Diophantine equation $1 + \sum_{j=1}^{n-1}\left(j \prod_{k=1}^j x_k\right) = \prod_{j=1}^n x_j$

Question

What are the positive solutions $(x_1,x_2,\ldots,x_n)$ for the Diophantine equation:

$$1 + \sum_{j=1}^{n-1}\left(j \prod_{k=1}^j x_k\right) = \prod_{j=1}^n x_j$$

Answer 1

It seems the following.

It can be easily checked by induction, that the equation has a simple solution $x_k=k$.

I investigated the equation for small values of $n$. It seems that its solutions can be obtained when we consequently consider admissible by divisibility values for $x_1,\dots,x_{n-1}$, branching our consideration. For instance, by this way we obtain

$n=1$. $1=x_1$

So $x_1=1$.

Solutions:

• $(1)$

$n=2$. $1+x_1=x_1x_2$.

So $x_1|1$ and $x_1=1$, $x_2=2$.

Solutions:

• $(1,2)$

$n=3$. $1+x_1+2x_1x_2=x_1x_2x_3$.

So $x_1|1$ and $x_1=1$. Then $2+2x_2=x_2x_3$.
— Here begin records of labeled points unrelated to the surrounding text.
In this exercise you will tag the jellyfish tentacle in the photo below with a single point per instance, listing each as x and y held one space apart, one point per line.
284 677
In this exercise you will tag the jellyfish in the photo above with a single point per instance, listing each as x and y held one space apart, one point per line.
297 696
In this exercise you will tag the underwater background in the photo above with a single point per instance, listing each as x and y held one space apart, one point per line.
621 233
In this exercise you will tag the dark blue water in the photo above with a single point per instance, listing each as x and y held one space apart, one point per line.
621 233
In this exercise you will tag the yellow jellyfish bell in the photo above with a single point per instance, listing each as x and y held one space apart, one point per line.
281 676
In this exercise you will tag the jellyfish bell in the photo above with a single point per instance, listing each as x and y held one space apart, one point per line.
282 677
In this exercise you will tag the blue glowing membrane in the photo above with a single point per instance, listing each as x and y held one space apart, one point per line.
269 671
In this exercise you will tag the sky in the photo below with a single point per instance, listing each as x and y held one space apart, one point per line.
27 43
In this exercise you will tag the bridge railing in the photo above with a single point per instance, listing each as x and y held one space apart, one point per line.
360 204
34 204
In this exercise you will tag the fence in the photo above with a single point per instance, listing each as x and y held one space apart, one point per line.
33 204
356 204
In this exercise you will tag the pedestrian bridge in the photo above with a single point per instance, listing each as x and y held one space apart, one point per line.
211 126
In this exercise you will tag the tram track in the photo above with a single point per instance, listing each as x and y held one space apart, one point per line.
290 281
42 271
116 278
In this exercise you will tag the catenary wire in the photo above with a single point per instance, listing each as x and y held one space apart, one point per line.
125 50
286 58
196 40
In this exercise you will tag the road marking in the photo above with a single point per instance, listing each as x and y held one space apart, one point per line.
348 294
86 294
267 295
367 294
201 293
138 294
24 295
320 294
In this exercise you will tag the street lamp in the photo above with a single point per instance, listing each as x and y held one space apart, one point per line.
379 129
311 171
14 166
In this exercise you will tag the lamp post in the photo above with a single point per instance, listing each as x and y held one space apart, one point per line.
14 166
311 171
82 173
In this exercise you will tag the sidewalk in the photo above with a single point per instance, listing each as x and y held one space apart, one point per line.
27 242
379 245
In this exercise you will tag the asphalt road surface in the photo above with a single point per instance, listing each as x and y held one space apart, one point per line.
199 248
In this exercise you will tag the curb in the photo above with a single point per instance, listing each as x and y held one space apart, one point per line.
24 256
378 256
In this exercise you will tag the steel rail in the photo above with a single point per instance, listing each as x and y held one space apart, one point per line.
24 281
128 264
So $x_2|2$ and $x_2=1$ or $x_2=2$.

Suppose that $x_2=1$. Then $x_3=4$.

Suppose that $x_2=2$. Then $x_3=3$.

Solutions:

• $(1,1,4)$
• $(1,2,3)$

$n=4$. $1+x_1+2x_1x_2+3x_1x_2x_3=x_1x_2x_3x_4$.

So $x_1|1$ and $x_1=1$. Then $2+2x_2+3x_2x_3=x_2x_3x_4$.

So $x_2|2$ and $x_2=1$ or $x_2=2$.

Suppose that $x_2=1$. Then $4+3x_3=x_3x_4$.

So $x_3|4$ and $x_3=1$ or $x_3=2$ or $x_3=4$.

Suppose that $x_3=1$. Then $x_4=7$.

Suppose that $x_3=2$. Then $x_4=5$.

Suppose that $x_3=4$. Then $x_4=4$.

Suppose that $x_2=2$. Then $3+3x_3=x_3x_4$.

So $x_3|3$ and $x_3=1$ or $x_3=3$.

Suppose that $x_3=1$. Then $x_4=6$.

Suppose that $x_3=3$. Then $x_4=4$.

Solutions:

• $(1,1,1,7)$
• $(1,1,2,5)$
• $(1,1,4,4)$
• $(1,2,1,3)$
• $(1,2,3,4)$

One may write a program which continues this consideration for larger $n$.